Part Three
SPIRITUAL LIFE IN THE FIRST PLACE
20. Consecrated Life, like all forms of Christian life,
is by its nature dynamic and all who are called by the Spirit to embrace it
must constantly renew themselves in growing towards that perfect stature of the
Body of Christ (cf. Eph 4:13). It
came into being through the creative prompting of the Spirit who moved founders
and foundresses along the Gospel path, giving rise to an admirable variety of
charisms. These founders and foundresses, open and docile to the Spirit's
guidance, followed Christ more closely, entered into intimacy with him and
fully shared in his mission.
Their experience of the Spirit must
not only be preserved by those who follow them but must also be deepened and
developed.60 Today, too, an openness and docility to the
Spirit's action which is always new and creative is required. The Spirit alone
can keep alive the freshness and authenticity of the beginnings while at the
same time instilling the courage of interdependence and inventiveness needed to
respond to the signs of the times.
We must therefore allow ourselves to
be led by the Spirit to a constantly renewed discovery of God and of his Word,
to a burning love for God and for humanity and to a new understanding of the
charism which has been given. It calls for a concentration on an intense
spirituality in the strongest sense of the word, that is, life according to the Spirit. Consecrated life today needs a
spiritual rebirth which will help to concretely bring about the spiritual and
evangelical meaning of baptismal consecration and of its new and special consecration.
“The spiritual life must therefore
have first place in the programme of Families of consecrated life, in such a
way that every Institute and community will be a school of true evangelical
spirituality”.61 We must allow the
Spirit to superabundantly break open the streams of living water which flow
from Christ. It is the Spirit who allows us to recognize the Lord in Jesus of
Nazareth (cf. 1Cor 12:3) who makes us
hear the call to follow him and who unifies us in him. Anyone who does not have
the Spirit of Christ, does not belong to Christ (cf. Rom 8:9). It is the Spirit who, making us sons and daughters in
the Son, gives witness to the paternity of God, makes us aware of our status as
sons and daughters and gives us the courage to dare to call him “Abba, Father”

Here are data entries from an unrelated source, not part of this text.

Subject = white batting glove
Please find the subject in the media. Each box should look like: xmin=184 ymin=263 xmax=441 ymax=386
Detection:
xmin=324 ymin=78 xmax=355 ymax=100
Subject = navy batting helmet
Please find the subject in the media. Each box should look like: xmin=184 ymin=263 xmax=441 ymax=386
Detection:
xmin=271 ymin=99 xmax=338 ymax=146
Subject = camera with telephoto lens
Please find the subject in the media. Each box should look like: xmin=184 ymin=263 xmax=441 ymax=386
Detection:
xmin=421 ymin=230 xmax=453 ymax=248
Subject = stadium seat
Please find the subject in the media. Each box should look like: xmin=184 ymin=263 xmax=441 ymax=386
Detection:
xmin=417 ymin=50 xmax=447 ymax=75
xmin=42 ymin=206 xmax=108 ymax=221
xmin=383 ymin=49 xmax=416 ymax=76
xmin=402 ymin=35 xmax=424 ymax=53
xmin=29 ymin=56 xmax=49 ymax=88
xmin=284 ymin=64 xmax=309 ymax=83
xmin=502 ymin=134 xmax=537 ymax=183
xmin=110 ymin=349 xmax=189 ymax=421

(Rom 8:15). It is the Spirit who
instills love and gives birth to communion. Clearly consecrated life needs a
renewed striving for holiness which in the simplicity of everyday life, aims at
the radicalness of the Sermon on the Mount62 and demanding
love, lived in a personal relationship with the Lord, in a life of communion
and in the service to every man and woman. It is such an interior newness,
entirely animated by the strength of the Spirit and reaching out to the Father,
seeking the Kingdom, which will allow consecrated persons to start afresh from Christ and be
witnesses of his love.
The call to return to one's own
roots and choices in spirituality opens paths to the future. First of all it
requires living the fullness of the theology of the evangelical counsels with
the model of Trinitarian life as the starting point, according to the teachings
of Vita Consecrata,63 with
a new opportunity to come into contact with the sources of one's own charism
and constitutional texts, which are always open to new and more demanding
interpretations. This dynamic sense of spirituality provides the opportunity to
develop, at this stage of the Church's history, a deeper spirituality which is
more ecclesial and communitarian, more demanding and mature in mutual support
in striving for holiness, more generous in apostolic choices; finally, a
spirituality which is more open to becoming a teaching and pastoral plan for holiness within consecrated life
itself and in its radiance for the entire people of God. The Holy Spirit is the
soul and animator of Christian spirituality; for this reason we must entrust
ourselves to the Spirit's action which departs from the intimacy of hearts,
manifests itself in communion and spreads itself in mission.